Nowadays the Gibsons divide their time by allotting a few months to stay at their home in Stockholm, some weeks at another home in Hawaii, and visits to "the fun, sun, and sand" of South Florida. Last year he spent five months at Sempers supporting a jazz voice-piano duo at the behest of fan/promoter Louis Canales. Gibson joined members of the Gipsy Kings for the Marlin opening and for shows at the Strand a few months ago. This week he was planning a trip to New York City to play the Apollo with Chaka Khan.
"Being a product of the ghetto and then seeing so much else of the world," he says, "I felt I needed to unlock some secrets about the universal language." He has. "When I was growing up," the 49-year-old Gibson continues, "I had a little rubber hammer, and I'd go around pounding on anything.

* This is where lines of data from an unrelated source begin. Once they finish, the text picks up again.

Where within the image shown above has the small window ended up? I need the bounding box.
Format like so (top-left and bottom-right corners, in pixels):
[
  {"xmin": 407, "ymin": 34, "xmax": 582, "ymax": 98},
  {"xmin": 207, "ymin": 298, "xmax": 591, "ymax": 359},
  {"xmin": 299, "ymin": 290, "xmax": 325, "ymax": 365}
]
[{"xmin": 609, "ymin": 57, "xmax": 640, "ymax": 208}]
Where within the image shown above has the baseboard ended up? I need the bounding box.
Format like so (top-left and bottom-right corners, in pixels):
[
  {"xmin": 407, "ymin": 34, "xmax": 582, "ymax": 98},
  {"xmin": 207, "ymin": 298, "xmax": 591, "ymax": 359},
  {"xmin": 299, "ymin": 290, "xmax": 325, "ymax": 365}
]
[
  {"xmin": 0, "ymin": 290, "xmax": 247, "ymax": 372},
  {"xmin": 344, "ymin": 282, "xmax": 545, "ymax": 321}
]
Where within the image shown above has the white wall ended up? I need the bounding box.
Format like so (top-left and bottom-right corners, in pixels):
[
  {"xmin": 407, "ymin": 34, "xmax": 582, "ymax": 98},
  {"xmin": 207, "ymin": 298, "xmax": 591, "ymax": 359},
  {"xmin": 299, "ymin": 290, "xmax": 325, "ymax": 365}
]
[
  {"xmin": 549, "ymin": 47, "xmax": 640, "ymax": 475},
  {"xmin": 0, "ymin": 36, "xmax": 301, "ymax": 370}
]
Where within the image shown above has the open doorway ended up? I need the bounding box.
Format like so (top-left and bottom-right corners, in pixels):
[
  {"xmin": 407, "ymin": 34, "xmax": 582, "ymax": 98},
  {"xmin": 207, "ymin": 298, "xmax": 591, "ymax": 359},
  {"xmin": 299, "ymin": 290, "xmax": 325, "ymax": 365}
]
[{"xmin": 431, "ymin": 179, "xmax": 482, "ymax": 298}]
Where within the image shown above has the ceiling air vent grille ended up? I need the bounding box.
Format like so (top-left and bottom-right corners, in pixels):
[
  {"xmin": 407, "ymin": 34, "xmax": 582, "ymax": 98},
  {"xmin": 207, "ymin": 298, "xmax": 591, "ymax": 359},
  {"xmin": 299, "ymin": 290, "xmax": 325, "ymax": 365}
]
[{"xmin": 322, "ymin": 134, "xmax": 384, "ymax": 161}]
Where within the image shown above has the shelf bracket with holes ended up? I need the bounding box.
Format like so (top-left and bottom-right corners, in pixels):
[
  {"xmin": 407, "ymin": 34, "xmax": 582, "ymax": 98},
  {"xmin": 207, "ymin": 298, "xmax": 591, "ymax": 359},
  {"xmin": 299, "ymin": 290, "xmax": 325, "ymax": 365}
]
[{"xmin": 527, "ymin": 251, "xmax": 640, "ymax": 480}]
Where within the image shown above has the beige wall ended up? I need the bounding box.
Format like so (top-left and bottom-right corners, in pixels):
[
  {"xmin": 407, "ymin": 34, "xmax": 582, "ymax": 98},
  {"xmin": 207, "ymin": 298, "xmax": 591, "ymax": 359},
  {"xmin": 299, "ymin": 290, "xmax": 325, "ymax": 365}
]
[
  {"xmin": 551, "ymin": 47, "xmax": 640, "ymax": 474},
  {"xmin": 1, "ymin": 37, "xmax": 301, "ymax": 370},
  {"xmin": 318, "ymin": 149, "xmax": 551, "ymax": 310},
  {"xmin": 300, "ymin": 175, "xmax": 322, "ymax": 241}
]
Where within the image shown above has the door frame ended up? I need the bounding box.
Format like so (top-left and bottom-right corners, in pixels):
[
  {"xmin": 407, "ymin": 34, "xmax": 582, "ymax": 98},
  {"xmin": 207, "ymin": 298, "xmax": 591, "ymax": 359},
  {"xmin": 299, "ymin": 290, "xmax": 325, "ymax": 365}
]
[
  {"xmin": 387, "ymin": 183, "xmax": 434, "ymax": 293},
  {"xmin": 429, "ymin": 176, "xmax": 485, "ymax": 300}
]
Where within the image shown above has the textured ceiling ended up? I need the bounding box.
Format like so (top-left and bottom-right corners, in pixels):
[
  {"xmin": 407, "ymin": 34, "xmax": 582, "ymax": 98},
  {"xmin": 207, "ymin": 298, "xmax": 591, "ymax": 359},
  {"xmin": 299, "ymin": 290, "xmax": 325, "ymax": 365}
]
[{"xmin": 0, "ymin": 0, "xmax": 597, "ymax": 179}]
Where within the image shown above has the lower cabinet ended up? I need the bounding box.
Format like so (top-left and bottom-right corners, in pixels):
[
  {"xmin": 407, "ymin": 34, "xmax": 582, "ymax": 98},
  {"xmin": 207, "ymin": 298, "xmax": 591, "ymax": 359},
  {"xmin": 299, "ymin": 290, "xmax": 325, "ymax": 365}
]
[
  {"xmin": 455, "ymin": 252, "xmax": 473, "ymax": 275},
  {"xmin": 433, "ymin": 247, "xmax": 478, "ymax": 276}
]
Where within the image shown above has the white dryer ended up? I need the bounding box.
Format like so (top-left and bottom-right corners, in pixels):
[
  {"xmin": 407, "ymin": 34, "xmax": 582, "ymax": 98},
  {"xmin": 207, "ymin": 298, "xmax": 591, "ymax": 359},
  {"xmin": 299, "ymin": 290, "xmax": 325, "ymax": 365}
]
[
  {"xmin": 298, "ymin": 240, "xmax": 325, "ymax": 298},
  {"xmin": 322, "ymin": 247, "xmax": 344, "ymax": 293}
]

They thought I'd be a carpenter. This was when I was coming up in school. My desk had eight different sounds. I'd have 30 kids quiet while teacher left, all of them listening to me play those rhythms on my desk. The teacher would open the classroom door quietly, then use his finger to tell me to come to him. All the other kids would laugh. The teacher made me sit outside."
The fallacies of academia, thankfully, did not thwart young Master Gibson's pursuit of the beat. "After Superfly," he says, "I ended up working with the Board of Education in Chicago. Oscar Brown, Jr., and I played every grammar school in Chicago. I met with some of my old teachers. They said, `You really did it, you really made something of yourself.' So I got the last laugh." Must be nice.